ICBA News Release
FOR IMMEDIATE RELEASE
ICBA Statement on SEC Delay of Sarbanes-Oxley Section 404(b) Audit Requirements
Washington, D.C. (Dec. 12, 2007)—Camden R. Fine, president and CEO of the Independent Community Bankers of America (ICBA), issued the following statement on Securities and Exchange Commission Chairman Christopher Cox's recommendation to postpone Sarbanes-Oxley Section 404(b) audit requirements for small SEC filers - including community banks - for one year:
"ICBA commends and thanks Chairman Cox for recommending a one-year delay of SOX 404 audit rules and we look forward to the SEC adopting his recommendation in January. The SOX 404 audit rules impose an excessive and disproportionate burden on community banks and divert their resources away from providing services and valuable credit to customers. As the only national association exclusively representing community banks, ICBA and our member community banks have worked hard to explain to policymakers how this requirement impacts community banks. We are grateful that our pleas are being heard.

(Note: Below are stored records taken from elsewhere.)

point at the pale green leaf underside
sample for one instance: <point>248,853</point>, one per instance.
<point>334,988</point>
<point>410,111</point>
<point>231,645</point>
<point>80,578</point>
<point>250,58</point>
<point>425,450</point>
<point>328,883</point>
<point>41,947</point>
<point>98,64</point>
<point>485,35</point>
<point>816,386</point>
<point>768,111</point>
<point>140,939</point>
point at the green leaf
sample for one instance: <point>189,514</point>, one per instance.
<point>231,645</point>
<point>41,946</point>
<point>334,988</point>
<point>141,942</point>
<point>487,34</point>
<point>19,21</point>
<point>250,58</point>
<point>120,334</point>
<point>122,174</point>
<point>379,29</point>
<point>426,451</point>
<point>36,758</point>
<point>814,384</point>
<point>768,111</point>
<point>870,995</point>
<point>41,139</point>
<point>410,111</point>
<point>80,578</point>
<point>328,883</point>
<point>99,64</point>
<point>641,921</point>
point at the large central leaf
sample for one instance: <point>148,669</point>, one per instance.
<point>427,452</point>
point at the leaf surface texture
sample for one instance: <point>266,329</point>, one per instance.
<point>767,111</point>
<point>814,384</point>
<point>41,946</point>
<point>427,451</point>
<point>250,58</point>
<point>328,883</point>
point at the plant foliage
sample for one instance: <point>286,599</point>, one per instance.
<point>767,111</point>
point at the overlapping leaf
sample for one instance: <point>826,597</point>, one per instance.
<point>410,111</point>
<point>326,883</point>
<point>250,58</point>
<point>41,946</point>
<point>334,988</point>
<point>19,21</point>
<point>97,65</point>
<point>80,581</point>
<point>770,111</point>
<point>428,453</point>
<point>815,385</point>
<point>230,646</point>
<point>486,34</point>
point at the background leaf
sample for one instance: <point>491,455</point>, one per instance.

"ICBA also thanks House Small Business Chairwoman Velazquez (Nydia Velazquez, D-N.Y.) for holding today's hearing and for her support of the ICBA-endorsed Communities First Act (H.R. 1869), which would exempt community banks from SOX 404 audit requirements. ICBA will continue to work with Chairwoman Velazquez and SEC Chairman Cox to make this exemption permanent."
ICBA testified today before the House Committee on Small Business which held a hearing on the SOX 404(b) audit rules. Testifying on behalf of ICBA, William (Bill) A. Loving, Jr., executive vice president and CEO, Pendleton Community Bank, Franklin, W.Va., called on Congress to postpone the implementation of SOX Section 404(b) for small companies and advance the Community Banks Serving their Communities First Act of 2007 (H.R.1869). The legislature would exempt community banks with assets of less than $1 billion from SOX Section 404 requirements and would raise the threshold for registration under the Securities Exchange Act of 1934 from 500 to 1,000 shareholders, exempting more community banks from the regulatory burdens of both SOX and the Exchange Act.